Bunsen is a lunar impact crater that lies near the northwestern limb of the Moon. It is located to the west of the Oceanus Procellarum and the crater von Braun. To the southeast is the crater Lavoisier, and to the northeast lies Gerard. Northwest of Bunsen, on the far side of the Moon, is McLaughlin. Due to its position this crater appears foreshortened when viewed from the Earth, and its visibility is affected by libration.

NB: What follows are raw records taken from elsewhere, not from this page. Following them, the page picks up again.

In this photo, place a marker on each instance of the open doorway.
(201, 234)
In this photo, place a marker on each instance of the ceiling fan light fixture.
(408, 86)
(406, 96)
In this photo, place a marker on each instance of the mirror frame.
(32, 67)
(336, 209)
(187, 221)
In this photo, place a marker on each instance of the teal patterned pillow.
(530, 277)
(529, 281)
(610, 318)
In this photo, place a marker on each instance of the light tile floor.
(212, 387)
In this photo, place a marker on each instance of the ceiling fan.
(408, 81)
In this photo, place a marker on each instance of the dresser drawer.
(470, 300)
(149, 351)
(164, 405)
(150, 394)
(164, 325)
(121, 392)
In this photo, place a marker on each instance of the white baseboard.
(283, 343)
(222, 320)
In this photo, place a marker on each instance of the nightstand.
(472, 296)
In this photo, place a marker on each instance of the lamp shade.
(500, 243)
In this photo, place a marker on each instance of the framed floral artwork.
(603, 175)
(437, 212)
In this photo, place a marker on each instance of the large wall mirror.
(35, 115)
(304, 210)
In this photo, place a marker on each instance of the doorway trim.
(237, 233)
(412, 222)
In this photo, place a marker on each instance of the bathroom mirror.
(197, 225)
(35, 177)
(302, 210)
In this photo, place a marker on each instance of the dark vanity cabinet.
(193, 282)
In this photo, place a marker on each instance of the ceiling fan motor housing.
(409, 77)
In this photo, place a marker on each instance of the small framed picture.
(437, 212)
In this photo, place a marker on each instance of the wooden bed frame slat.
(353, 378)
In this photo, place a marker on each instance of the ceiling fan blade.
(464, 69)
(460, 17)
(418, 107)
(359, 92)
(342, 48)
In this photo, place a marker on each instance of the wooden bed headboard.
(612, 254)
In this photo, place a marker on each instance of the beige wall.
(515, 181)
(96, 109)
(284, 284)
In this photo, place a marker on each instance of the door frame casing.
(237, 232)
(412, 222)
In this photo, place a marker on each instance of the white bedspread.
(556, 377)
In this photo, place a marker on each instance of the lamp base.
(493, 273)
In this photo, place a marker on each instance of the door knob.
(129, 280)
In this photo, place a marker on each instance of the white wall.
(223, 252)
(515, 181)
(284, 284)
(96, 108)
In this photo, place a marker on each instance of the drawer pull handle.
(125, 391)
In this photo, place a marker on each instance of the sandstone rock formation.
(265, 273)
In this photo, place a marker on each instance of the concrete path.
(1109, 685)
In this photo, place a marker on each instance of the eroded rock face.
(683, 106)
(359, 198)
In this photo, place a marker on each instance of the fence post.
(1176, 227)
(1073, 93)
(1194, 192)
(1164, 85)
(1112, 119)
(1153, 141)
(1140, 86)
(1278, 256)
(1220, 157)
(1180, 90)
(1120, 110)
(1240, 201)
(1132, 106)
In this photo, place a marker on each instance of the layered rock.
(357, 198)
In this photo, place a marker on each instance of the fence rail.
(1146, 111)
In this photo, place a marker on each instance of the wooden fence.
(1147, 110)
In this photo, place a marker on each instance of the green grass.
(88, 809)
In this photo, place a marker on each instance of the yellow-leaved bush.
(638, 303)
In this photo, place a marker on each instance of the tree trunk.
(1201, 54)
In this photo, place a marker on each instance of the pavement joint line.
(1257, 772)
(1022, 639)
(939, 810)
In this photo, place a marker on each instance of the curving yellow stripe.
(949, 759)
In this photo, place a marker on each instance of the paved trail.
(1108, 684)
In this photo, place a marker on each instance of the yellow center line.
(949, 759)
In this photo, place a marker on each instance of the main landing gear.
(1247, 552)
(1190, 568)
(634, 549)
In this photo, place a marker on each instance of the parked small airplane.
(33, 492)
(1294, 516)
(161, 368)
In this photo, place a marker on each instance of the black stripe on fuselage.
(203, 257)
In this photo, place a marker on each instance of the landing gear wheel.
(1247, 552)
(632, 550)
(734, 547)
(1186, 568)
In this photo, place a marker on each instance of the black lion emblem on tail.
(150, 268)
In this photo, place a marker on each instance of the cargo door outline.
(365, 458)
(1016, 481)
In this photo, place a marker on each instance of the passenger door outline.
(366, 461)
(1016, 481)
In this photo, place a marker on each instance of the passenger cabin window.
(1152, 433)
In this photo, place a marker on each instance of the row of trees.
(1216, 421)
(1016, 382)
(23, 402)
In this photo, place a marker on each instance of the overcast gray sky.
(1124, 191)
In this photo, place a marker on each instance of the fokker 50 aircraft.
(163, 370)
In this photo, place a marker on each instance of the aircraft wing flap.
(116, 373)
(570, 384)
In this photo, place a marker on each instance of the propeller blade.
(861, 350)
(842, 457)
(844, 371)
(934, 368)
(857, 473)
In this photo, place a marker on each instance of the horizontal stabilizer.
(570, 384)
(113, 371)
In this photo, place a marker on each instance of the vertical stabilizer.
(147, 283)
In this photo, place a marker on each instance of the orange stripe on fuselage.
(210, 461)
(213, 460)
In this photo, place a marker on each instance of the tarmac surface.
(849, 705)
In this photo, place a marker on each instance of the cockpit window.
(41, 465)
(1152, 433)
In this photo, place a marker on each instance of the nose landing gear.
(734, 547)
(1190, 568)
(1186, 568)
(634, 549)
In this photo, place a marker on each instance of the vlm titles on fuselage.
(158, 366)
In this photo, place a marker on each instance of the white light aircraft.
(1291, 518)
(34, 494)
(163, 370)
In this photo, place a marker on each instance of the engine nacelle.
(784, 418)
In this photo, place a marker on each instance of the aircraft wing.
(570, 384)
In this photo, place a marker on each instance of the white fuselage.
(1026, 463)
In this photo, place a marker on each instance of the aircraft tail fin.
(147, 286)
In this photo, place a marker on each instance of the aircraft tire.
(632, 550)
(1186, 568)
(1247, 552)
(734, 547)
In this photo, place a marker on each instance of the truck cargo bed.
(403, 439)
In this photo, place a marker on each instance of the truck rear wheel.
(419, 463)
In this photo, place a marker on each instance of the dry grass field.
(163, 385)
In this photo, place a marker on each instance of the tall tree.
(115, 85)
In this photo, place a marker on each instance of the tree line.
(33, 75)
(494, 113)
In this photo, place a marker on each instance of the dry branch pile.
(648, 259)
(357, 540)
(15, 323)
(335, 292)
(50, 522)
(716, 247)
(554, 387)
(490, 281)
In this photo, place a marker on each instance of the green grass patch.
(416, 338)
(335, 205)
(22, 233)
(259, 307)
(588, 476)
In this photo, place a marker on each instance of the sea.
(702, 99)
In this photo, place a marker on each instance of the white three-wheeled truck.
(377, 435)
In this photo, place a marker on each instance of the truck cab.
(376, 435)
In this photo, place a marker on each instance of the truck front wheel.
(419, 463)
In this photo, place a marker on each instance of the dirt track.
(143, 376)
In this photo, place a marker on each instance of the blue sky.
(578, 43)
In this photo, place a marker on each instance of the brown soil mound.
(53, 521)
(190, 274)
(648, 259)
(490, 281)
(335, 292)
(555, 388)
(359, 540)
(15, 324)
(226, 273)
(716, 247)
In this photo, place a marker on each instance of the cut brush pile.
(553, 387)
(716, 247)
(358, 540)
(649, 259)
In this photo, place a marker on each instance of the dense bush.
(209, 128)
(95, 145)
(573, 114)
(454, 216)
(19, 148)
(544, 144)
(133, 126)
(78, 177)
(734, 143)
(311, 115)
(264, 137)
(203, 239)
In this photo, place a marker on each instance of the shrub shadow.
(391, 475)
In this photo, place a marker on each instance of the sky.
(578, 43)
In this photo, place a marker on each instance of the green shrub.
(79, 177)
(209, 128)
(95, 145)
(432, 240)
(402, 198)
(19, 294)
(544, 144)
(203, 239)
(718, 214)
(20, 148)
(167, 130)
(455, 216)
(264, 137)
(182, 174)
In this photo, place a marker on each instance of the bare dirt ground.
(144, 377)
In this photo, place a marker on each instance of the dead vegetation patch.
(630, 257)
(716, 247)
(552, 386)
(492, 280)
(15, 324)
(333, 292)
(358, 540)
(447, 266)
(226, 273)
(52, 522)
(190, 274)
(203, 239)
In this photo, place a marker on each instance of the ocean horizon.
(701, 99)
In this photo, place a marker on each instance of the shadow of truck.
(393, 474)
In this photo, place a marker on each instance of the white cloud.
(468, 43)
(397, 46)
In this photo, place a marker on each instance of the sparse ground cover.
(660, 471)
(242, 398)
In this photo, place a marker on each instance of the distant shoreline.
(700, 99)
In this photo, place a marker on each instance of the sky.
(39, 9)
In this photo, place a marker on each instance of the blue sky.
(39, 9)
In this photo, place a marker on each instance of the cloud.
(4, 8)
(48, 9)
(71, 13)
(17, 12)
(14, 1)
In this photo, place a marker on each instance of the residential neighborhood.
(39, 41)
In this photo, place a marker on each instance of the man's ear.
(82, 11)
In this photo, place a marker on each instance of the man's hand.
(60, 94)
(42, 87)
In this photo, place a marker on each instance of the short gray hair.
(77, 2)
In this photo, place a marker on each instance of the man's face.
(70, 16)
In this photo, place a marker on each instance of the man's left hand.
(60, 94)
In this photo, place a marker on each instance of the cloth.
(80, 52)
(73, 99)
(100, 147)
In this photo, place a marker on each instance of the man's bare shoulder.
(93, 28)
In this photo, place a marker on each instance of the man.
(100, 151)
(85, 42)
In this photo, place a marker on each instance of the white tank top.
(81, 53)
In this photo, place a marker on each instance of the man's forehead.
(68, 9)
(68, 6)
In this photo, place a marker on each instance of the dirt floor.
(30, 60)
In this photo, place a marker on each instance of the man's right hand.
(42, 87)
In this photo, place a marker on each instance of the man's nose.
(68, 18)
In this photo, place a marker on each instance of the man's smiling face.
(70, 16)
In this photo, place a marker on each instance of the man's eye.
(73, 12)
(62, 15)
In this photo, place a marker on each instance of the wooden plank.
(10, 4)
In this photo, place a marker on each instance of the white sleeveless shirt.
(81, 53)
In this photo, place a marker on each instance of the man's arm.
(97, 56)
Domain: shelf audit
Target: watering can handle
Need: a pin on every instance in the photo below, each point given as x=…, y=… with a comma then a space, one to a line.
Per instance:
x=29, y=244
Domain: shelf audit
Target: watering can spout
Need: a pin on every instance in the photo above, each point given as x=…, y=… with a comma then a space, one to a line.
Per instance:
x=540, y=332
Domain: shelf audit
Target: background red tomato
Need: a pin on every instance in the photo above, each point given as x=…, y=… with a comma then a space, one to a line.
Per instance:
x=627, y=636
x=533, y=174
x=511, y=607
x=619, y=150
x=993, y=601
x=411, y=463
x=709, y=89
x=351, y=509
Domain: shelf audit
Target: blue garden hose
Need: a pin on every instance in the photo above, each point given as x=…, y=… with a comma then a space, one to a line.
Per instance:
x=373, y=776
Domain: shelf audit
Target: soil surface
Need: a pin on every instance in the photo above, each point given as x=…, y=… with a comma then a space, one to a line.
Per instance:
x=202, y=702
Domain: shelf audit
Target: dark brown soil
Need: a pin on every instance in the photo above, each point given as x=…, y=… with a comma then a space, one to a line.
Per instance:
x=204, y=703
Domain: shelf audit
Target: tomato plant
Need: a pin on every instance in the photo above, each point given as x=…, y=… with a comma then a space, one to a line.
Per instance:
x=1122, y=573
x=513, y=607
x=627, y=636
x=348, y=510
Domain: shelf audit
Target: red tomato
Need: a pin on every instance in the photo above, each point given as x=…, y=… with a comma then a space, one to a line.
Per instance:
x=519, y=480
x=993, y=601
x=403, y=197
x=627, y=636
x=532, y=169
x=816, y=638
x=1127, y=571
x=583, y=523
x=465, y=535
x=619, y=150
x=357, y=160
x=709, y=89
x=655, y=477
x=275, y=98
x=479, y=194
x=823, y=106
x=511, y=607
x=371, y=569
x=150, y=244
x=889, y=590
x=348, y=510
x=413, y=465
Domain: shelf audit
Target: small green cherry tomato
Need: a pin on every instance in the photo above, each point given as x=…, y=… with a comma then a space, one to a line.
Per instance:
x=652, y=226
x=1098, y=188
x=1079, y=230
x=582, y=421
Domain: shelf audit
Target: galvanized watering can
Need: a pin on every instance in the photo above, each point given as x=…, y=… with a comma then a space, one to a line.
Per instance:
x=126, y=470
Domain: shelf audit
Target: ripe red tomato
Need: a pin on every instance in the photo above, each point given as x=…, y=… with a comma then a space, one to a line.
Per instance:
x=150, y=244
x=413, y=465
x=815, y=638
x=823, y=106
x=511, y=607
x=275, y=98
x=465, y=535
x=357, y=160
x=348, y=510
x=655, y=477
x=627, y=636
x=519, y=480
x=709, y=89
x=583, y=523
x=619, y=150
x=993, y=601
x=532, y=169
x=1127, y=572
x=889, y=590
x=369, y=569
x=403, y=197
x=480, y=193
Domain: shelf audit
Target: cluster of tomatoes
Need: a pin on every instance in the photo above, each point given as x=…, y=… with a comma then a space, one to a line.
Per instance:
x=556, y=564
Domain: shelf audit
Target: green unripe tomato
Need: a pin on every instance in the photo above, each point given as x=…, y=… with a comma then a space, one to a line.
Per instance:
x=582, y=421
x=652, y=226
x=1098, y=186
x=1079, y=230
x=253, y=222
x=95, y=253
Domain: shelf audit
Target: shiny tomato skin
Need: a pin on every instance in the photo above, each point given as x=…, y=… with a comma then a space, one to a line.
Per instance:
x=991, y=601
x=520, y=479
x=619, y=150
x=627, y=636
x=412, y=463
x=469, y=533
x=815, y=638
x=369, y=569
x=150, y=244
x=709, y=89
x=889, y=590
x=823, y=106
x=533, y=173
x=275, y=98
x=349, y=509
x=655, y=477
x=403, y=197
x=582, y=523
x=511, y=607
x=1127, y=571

This crater has become considerably worn and eroded by subsequent impacts, leaving a formation that has been described as disintegrated. The most intact portion of the rim is along the northeastern side. There is a smaller, crater-like formation intruding into the southeastern rim. Within the crater, the floor is pitted by tiny impacts, and has a fracture system of criss-crossing clefts near the northern and southern rims. There is a low ridge near the southwest corner of the interior.

This crater is named after German chemist Robert W. Bunsen (1811–1899). His name was introduced into lunar nomenclature by David W. G. Arthur and Ewen Whitaker with the Rectified Lunar Atlas (1963). Its designation was formally adopted by the IAU in 1964.

==Satellite craters==
By convention these features are identified on lunar maps by placing the letter on the side of the crater midpoint that is closest to Bunsen.

| Bunsen | Latitude | Longitude | Diameter |
|---|---|---|---|
| A | 43.2° N | 88.9° W | 39 km |
| B | 44.2° N | 88.2° W | 20 km |
| C | 44.2° N | 90.0° W | 18 km |
| D | 40.9° N | 86.9° W | 14 km |

An unnamed crater underlying Bunsen A, B, and C was called Crater 109.